Some of the common financial errors typically made by doctors are as follows:
- Not saving enough: You have to live beyond your means to be successful in any savings and investment plan. If you do not have a roadmap to get there, it is difficult to accomplish your objectives. The first step is saving for these objectives. It is generally recommended that at least 10 percent of their income is saved by the average individual. The savings rate should be considerably higher for doctors for two key reasons:
- Doctors are high earners and, therefore, typically have higher living standards. That implies further expenses. They have to aim higher to sustain certain levels of living.
- Due to several years spent in medical school and residencies, doctors do not begin their earning years until their mid-thirties, so they have less time to garner and accumulate assets. They need to lift their savings rate to make up for the times they didn’t save.
- Not properly handling debt. Physicians have to learn from an early age how to handle debt. It begins with loans for college and medical school, which can be in the hundreds of thousands of dollars. Then, if they plan to move on to private practice, leasing, equipment acquisitions, practice management, and company operations are synonymous with loans. In their primary homes, doctors most often bear high-balance mortgages.
Doctors have to pay a lot of interest when you add all of this leverage. The secret to success is the careful management of this debt, the purchase of the right loans, the payment of low-interest rates, and, most significantly, the management of cash flow. To help them navigate this debt labyrinth, doctors must have ethical, competent, and resourceful bankers, brokers, or advisors.
- Not being tax savvy: The higher the profits, the greater the tax bill. In this scenario, the adage that a dollar saved is a dollar gained holds a lot of validity. Luckily, there are several tax shelters and breaks that can be taken advantage of by doctors. Often, physicians, do not optimize their deductions and just pay a lot in taxes. The savings can vary from easy contributions to IRAs, SEPs, or 401-Ks to more complicated benefit or other plans.
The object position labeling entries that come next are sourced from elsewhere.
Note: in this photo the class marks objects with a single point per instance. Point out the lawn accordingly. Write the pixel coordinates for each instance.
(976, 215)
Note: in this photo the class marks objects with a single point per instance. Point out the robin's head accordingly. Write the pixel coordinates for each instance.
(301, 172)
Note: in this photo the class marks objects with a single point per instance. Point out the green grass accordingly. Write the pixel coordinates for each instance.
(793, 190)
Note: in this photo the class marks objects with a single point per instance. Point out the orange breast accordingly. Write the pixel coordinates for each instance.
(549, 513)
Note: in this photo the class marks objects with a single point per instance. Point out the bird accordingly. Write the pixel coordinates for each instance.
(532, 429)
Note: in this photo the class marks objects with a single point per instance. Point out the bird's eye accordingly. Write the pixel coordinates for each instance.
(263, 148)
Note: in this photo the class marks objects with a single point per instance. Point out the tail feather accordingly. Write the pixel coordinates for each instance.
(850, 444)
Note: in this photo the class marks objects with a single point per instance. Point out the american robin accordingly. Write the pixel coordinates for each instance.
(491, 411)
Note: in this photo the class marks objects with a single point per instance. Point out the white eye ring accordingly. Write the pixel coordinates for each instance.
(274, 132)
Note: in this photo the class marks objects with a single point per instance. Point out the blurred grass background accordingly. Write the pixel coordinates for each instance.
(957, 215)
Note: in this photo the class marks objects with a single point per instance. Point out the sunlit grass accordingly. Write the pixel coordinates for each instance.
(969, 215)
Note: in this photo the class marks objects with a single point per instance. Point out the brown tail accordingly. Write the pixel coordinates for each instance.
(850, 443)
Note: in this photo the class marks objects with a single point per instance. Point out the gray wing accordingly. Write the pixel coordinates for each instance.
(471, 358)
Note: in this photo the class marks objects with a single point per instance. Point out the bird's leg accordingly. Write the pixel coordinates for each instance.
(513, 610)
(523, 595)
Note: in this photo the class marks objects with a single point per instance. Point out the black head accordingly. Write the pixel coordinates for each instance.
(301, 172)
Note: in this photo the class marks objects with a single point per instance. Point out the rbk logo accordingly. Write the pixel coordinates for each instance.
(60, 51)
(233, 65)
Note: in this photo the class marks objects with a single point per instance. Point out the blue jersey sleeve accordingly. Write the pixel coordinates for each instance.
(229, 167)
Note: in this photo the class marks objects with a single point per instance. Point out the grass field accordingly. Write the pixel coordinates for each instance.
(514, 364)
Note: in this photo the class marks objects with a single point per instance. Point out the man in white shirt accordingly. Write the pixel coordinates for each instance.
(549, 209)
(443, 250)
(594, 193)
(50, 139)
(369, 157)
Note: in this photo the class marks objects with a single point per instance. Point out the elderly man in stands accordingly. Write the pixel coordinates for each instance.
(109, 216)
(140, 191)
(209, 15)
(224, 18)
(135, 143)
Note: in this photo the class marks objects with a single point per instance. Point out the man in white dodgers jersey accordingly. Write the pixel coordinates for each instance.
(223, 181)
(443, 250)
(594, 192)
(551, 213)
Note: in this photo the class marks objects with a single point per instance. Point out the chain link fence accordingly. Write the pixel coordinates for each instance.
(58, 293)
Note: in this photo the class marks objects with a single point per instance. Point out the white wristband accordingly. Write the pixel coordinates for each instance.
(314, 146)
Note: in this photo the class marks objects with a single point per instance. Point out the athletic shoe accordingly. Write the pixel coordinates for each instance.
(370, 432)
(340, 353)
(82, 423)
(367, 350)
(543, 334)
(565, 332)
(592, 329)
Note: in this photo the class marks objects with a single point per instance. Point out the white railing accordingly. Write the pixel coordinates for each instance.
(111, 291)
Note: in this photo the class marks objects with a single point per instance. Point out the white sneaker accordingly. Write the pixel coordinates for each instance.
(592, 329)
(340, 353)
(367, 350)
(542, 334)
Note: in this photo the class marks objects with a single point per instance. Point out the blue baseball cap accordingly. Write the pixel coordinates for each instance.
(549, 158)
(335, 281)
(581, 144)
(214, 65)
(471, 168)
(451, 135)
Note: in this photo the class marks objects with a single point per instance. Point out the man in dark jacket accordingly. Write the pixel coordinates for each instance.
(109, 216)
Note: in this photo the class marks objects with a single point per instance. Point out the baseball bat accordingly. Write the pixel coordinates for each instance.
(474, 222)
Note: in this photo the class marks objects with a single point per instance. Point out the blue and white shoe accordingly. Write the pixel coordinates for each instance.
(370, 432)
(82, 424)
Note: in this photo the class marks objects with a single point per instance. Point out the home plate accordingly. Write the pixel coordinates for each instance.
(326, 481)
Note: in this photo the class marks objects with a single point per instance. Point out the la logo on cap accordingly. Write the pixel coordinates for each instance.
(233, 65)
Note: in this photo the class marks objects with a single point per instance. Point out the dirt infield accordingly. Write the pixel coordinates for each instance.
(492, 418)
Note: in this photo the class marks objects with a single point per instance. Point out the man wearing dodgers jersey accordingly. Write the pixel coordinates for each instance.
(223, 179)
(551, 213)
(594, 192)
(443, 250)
Physicians need to work with consultants and CPAs who are fully aware of their particular situation, are versed in the various available resources and are comprehensive in designing the right strategy.
- Not being insured securely: As most individuals do not have sufficient benefits, this concern is not limited to physicians. Particularly for physicians, getting the right insurance is a must. This includes, but is not limited to, protection against misconduct, negligence, injury, life, and general insurance. Depending on income, properties, area of expertise, and personal condition, the limitations for each of these policies can vary. Again, the secret to securing the right strategy is to work with an advisor or an agent who understands your needs.
- Not choosing the required investments: Since physicians typically have adequate means, all sorts of exotic investments are often pitched. It is important to stick to viable vehicles, such as stocks, bonds, and marketable securities. It is essential to have a proper investment plan with adequate sustainability and dedication to risk management.
This law is often valid and should be observed almost always. Investing in surgery centers or medical projects is not unusual for physicians. These investments can never represent more than a few percentage points (5-10%) of the net worth of the doctor unless they are specifically connected to the day-to-day activities of the doctor. A surgeon should be the owner of the surgery community or center in which he is associated, but he should possibly refrain from spending his hard-earned money where he does not track the operational processes.